Chief Resident University of Puerto Rico School of Medicine San Juan, Puerto Rico, United States
Background: Skin-to-skin contact (SSC) in the first hour of life points to higher rates of breastfeeding and associated physiologic, social, and psychological benefits for both the mother and baby. For example, SSC helps with thermoregulation and cardiorespiratory stability for the neonate. As for the mother, it can decrease maternal stress. Objective: On January 2022, the percentage of SSC at University District Hospital’s (UDH) labor room in Puerto Rico was less than 26%. Our objective was to identify current obstacles and implement quality improvement (QI) initiatives to achieve an increase in SSC in the first hour of life. Our goal was to increase skin-to-skin contact during the first hour of life from 26% to at least 50% by December 2022 in eligible newborns. Design/Methods: First, a need assessment was performed, and the baseline data of SSC in the first hour after birth in the UDH labor room was collected. Following this, root analysis tools were employed (fishbone diagram, analysis flow diagram) to identify contributing factors that delayed initiation of SSC. Multiple interventions were executed, including; nurse staff and parent education, anesthesia team orientation, and resident knowledge. Interventions were periodically scheduled throughout the year. Subsequently, we utilized the Plan, Do, Study and Act (PDSA) methodology to assess the impact of these interventions. SSC percentage was monitored from January 2022 to June 2023, including births of neonates born at 35 weeks of gestational age (WGA) or greater with first Apgar score ≥ 7. Using a standard run chart, we plotted SSC percentage per month and compared it to baseline and to our goal of 50% of SSC. Results: During the need assessment, baseline data was collected and found with approximately 26% of SSC in the first hour. After interventions were implemented, SSC rose over 50%. This increase has been sustained during the last 9 months, with peaks in SCC up to 85%.

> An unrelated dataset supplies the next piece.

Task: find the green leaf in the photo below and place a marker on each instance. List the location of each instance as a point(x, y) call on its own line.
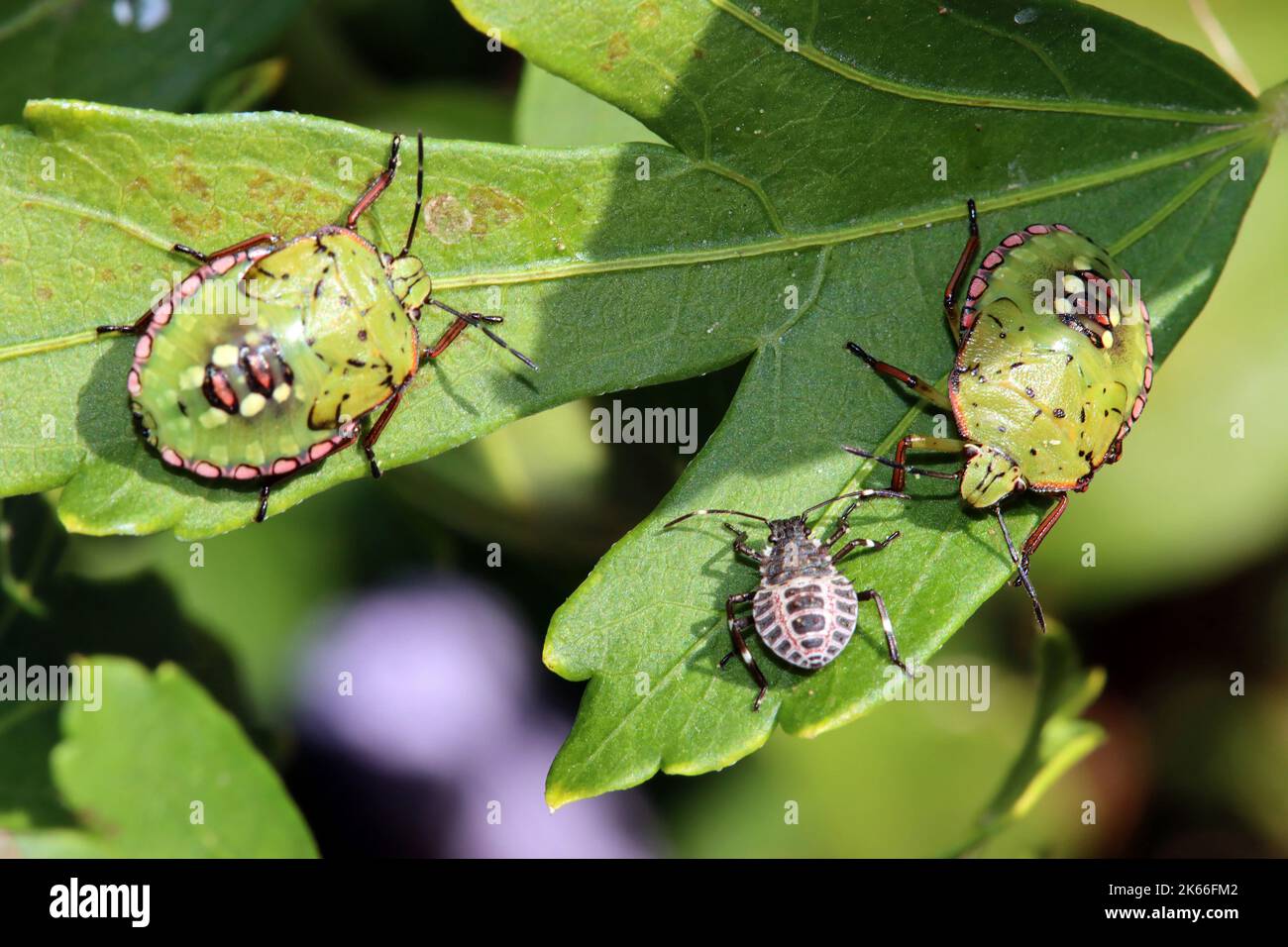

Conclusion(s): Implementation of quality improvement methodologies are essential tools to overcome challenges in proposed improvements. In this case, an increase in skin-to-skin contact rates in hospitals and, therefore, breastfeeding. If issues that may be barriers to their occurrence are properly identified from a system wide analysis perspective, the end goal will be systematically achievable.